Department of Pathology, INHS Asvini, Mumbai, India.
World Neurosurg. 2017 Sep;105:1037.e1-1037.e7. doi: 10.1016/j.wneu.2017.05.168. Epub 2017 Jul 1.
We describe a series of 3 cases of the rare intramedullary form of primary spinal neurocysticercosis. The cases were seen in varied age groups and showed different profiles at presentation. All the cases were thoroughly evaluated clinically and radiologically. Serologic tests were not conducted. In all cases, magnetic resonance imaging showed a large intramedullary lesion in the thoracic spinal cord consisting of a cystic lesion with a well-defined intramural nodule. One case was managed with steroids and cysticidal therapy, a second case was managed with steroids and surgery (2 emergency procedures), while the third case was managed without any medical or surgical intervention, as the patient was unwilling for either. All cases showed good neurologic recovery.

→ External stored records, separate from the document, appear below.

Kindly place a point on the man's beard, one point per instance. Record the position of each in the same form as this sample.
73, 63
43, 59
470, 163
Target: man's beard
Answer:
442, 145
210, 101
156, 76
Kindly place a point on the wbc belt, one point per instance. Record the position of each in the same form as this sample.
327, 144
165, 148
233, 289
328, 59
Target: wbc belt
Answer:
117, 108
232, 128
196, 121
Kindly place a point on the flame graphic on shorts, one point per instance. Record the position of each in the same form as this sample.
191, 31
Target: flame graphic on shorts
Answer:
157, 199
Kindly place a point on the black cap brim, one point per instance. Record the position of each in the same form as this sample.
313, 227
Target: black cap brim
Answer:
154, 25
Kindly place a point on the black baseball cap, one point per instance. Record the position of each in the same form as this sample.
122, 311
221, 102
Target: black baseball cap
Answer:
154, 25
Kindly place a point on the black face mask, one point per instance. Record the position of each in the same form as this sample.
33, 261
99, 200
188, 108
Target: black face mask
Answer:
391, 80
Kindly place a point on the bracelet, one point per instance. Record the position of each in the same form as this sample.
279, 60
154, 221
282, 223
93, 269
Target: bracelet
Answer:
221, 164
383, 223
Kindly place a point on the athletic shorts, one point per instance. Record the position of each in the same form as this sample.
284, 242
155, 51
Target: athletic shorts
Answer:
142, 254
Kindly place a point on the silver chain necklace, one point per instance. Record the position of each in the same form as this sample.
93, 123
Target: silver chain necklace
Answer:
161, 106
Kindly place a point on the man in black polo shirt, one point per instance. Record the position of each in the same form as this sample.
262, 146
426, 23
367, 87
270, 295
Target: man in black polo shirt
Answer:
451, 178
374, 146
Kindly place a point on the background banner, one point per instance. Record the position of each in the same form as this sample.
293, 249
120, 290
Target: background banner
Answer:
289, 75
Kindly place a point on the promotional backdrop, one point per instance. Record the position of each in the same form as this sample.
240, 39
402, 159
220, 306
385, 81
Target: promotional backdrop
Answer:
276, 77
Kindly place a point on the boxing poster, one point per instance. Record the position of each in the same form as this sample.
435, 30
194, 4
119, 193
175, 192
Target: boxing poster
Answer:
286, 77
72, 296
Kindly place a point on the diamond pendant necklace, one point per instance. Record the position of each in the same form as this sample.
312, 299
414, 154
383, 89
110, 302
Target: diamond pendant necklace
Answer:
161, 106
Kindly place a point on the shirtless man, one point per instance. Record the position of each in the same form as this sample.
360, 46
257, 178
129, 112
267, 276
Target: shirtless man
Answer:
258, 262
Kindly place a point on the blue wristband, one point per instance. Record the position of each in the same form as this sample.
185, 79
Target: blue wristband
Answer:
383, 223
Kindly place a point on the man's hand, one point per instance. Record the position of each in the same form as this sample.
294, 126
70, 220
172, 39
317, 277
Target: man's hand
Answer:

In the second case where surgery was done, histologic examination of the resected specimen demonstrated the cysticercal parasite surrounded by mixed inflammatory infiltrate. As there were no intracranial lesions in all 3 cases, the final diagnosis was primary isolated intramedullary neurocysticercosis. Primary isolated intramedullary-neurocysticercosis remains a rare condition afflicting the spinal cord. It forms a small subset of cysticercal infestation of the neuraxis. Such evidence is rare, and only anecdotal reports are available. Our case series captures the wide spectrum of presentations, as well as the management options, and highlights the varied ways in which these cases were managed.
我们描述了3例罕见的原发性脊髓神经囊尾蚴病髓内型病例。这些病例见于不同年龄组,就诊时表现各异。所有病例均进行了全面的临床和影像学评估。未进行血清学检测。所有病例的磁共振成像均显示胸段脊髓有一个大的髓内病变,由一个有明确壁内结节的囊性病变组成。1例采用类固醇和杀囊治疗,第2例采用类固醇和手术治疗(2次急诊手术),而第3例因患者不愿接受任何一种治疗,未进行任何药物或手术干预。所有病例均显示神经功能恢复良好。在进行手术的第2例中,切除标本的组织学检查显示囊尾蚴寄生虫被混合性炎性浸润包围。由于所有3例均无颅内病变,最终诊断为原发性孤立性髓内神经囊尾蚴病。原发性孤立性髓内神经囊尾蚴病仍然是一种罕见的脊髓疾病。它是神经轴突囊尾蚴感染的一小部分。此类证据很少,仅有一些个案报道。我们的病例系列涵盖了广泛的临床表现以及治疗选择,并突出了这些病例的不同治疗方式。